Стеллажи отсвечивали обоймами кубков. Вееры грамот придавали казенным стенам пестрый цыганский шик. На всевозможных слетах и конкурсах мы забивали первые места, предусмотренные для отрасли и класса. Генерал (называли генерального директора объединения) заявлял, что его день начинается с чтения свежего номера «Скороходовского рабочего». Высочайшая поддержка отпускала наш поводок до радиуса нагловатой свободы внутри очерченного крута: критиковать всех, за исключением самого генерала и секретаря большого парткома; прочих не возбранялось натягивать и высушивать. Это ли не кайф самоутверждения? За пределами круга царила партийная норма печати: подлиз с прогибом под барабанное единообразие. А на круг команде было по двадцать пять. Было дело.
Редактриса была умная. Она набрала ребят, как выражаются немцы, «с головами, но без штанов». Звезды университетского филфака сияли в студенческих небесах, забывая устроить дела на земле. И когда подходило время диплома и выпуска — обнаруживали, что работать негде. Дубовые двери альма матер хлопали, и происходил звездопад. Окурки шипели в грязи. Загадывали желание: ну, суки, и государство. И тут выяснялось, что кто-то из окончивших курсом ранее пашет в «Скороходе». И это жутко неплохо. К девяти утра ходить не надо. Можно иногда вообще не ходить. А можно уйти в любое время. Работа же заключается в том, что надо писать. И написанное не только автоматически печатают — но именно за это и платят деньги! Печататься где бы то ни было в то время было настолько трудно, что рисуемая перспектива спирала в зобу дыханье. Глаза расширялись с выражением восторга. Шедевры и пиастры!

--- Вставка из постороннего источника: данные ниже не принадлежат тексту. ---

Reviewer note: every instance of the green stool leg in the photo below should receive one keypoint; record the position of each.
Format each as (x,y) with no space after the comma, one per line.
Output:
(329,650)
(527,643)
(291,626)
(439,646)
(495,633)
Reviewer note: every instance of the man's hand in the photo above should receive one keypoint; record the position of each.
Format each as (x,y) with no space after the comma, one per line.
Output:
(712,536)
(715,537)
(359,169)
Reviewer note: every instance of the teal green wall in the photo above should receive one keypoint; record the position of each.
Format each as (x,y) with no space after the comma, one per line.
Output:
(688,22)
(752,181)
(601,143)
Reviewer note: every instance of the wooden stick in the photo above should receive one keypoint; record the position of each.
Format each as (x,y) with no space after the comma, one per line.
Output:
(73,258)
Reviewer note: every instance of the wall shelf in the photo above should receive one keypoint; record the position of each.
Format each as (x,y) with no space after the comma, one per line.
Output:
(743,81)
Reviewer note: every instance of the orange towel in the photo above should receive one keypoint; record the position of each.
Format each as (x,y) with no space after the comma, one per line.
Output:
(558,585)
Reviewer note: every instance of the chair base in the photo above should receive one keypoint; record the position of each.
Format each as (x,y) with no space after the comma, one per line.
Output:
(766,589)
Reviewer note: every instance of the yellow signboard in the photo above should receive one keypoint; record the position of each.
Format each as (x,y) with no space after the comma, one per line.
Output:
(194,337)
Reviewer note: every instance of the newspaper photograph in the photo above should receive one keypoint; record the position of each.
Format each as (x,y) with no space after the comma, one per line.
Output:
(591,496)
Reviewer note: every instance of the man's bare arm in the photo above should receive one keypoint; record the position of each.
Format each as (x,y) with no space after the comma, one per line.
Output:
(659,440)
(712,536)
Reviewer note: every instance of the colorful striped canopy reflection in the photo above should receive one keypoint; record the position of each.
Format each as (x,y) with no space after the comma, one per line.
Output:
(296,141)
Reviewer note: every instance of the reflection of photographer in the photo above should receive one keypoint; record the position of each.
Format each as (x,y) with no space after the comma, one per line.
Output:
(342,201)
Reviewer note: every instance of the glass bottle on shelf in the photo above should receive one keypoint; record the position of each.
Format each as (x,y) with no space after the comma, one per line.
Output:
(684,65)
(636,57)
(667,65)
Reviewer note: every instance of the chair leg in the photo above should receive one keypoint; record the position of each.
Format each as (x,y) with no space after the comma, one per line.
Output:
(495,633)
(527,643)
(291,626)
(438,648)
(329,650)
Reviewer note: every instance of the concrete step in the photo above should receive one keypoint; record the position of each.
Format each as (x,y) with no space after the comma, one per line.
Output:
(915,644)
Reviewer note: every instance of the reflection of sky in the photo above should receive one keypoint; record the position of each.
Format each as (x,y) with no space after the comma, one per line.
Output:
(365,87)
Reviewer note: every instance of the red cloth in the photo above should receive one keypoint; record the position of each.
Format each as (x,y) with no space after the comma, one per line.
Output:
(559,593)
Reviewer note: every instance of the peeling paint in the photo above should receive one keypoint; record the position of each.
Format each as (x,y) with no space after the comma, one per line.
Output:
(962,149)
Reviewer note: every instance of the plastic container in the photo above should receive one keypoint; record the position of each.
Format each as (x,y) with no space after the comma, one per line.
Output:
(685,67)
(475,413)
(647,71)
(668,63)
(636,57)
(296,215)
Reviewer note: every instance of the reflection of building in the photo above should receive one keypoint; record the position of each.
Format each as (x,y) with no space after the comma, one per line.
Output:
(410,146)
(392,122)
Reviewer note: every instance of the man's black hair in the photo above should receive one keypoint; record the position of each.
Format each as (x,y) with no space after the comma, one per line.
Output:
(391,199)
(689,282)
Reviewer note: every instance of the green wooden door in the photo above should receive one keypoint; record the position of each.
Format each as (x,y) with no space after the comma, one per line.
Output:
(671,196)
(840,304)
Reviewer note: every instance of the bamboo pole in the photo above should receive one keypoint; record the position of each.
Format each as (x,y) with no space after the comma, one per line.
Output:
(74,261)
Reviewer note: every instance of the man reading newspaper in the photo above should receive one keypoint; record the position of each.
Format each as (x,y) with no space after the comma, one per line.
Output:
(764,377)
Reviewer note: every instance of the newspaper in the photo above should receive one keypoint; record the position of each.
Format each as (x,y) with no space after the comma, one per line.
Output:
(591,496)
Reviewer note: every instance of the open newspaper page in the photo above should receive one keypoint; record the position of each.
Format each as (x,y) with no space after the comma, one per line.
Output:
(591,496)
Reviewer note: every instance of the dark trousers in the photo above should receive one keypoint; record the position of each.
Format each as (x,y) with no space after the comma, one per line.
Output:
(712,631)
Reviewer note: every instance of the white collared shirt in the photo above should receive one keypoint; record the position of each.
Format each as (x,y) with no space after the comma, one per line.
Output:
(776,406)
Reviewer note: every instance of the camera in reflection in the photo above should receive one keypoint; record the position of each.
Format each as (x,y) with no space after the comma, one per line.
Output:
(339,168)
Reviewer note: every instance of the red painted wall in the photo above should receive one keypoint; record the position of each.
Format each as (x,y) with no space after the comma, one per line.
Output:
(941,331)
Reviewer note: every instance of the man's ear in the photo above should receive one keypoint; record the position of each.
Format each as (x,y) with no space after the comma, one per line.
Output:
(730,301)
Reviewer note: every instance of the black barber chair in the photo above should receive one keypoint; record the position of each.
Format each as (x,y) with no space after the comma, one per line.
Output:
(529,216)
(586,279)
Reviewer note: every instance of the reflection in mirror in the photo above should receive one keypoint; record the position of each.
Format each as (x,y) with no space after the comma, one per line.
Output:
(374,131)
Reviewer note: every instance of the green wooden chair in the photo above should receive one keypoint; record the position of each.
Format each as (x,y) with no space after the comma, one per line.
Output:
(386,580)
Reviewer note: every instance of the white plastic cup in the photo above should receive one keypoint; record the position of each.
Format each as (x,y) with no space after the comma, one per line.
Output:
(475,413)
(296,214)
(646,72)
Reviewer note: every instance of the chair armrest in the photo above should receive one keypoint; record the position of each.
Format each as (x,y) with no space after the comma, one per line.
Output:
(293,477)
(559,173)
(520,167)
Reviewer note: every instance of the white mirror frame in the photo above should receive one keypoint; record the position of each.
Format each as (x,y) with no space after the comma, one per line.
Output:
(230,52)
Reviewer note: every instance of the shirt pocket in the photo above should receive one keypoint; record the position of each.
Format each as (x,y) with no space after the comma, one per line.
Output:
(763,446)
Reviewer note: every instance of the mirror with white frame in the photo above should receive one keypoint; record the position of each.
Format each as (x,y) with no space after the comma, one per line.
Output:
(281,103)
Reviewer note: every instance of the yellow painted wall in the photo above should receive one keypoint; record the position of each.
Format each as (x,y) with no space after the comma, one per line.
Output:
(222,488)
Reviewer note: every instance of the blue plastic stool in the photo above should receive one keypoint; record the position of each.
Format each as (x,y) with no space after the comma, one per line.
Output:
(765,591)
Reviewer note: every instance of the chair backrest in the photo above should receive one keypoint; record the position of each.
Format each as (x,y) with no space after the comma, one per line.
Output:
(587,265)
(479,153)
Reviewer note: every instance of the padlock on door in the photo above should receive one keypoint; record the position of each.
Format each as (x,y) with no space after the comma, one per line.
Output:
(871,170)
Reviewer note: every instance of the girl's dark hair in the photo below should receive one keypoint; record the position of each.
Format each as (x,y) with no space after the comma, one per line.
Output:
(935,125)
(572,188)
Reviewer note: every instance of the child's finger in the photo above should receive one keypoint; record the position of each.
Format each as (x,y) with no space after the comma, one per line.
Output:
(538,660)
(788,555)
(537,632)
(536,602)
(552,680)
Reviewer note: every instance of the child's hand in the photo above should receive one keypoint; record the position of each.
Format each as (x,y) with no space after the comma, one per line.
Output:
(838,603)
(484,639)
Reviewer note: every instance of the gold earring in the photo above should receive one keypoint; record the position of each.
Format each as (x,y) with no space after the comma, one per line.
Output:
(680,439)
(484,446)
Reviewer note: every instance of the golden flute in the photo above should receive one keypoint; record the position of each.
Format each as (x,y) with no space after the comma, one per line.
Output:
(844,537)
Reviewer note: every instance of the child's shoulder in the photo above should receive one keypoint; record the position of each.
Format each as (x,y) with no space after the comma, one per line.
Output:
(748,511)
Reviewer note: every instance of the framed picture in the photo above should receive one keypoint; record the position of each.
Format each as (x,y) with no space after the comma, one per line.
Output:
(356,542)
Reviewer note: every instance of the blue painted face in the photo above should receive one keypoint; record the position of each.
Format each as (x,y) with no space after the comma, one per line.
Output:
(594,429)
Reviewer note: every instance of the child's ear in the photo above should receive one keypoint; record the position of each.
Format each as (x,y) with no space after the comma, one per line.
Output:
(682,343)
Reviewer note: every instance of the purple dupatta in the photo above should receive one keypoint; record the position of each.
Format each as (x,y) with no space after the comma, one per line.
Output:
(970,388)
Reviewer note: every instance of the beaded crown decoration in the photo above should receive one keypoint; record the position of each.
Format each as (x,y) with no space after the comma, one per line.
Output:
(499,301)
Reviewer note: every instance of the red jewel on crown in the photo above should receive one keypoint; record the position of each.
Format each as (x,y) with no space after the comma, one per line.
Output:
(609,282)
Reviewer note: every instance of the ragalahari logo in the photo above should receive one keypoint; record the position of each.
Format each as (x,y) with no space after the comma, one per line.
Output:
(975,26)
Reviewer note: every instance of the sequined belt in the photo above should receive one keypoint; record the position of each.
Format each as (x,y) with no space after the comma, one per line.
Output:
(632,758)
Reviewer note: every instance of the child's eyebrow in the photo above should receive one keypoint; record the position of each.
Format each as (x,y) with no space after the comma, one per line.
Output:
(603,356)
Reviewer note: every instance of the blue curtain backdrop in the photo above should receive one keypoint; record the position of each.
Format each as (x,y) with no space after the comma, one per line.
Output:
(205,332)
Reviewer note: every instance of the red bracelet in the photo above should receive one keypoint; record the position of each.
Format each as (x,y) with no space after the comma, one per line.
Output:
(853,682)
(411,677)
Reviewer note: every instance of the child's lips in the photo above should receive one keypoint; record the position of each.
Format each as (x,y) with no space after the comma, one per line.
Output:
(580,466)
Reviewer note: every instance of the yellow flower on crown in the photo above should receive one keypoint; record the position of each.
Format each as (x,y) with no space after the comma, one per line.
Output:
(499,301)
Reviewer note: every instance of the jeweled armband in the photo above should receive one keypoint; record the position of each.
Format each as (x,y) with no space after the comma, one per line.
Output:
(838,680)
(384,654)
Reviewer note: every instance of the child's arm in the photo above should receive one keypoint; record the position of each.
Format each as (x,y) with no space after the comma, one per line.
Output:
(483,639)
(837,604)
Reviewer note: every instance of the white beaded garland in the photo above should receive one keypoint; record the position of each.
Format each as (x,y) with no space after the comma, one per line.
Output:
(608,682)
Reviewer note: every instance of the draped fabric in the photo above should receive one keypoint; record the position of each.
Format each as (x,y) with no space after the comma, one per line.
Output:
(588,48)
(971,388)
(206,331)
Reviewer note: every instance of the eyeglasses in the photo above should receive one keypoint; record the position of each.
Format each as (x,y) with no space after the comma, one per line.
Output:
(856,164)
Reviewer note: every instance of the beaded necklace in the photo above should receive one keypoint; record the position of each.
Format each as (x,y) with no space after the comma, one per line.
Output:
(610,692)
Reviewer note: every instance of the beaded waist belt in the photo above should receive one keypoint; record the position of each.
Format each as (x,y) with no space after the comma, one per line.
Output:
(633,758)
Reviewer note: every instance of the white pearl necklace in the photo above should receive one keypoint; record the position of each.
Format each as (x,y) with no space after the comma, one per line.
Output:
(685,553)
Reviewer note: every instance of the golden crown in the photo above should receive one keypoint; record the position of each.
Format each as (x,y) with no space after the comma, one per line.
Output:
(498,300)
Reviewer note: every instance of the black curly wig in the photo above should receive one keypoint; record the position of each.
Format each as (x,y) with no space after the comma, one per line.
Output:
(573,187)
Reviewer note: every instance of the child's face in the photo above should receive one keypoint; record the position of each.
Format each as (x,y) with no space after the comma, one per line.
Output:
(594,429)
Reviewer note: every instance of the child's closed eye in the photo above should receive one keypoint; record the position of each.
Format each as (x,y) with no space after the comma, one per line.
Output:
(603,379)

Потому что нигде более печататься для нас было нереально. Мы не были члены партии. И не были членами Союза журналистов СССР. Обычно не имели ленинградской прописки — и, тем самым, шансов вообще устроиться в Ленинграде. А некоторые при этом опустились до хамства и глупости быть евреями. Да это почти бомжи, маргиналы, деклассированный элемент: потенциальные враги народа.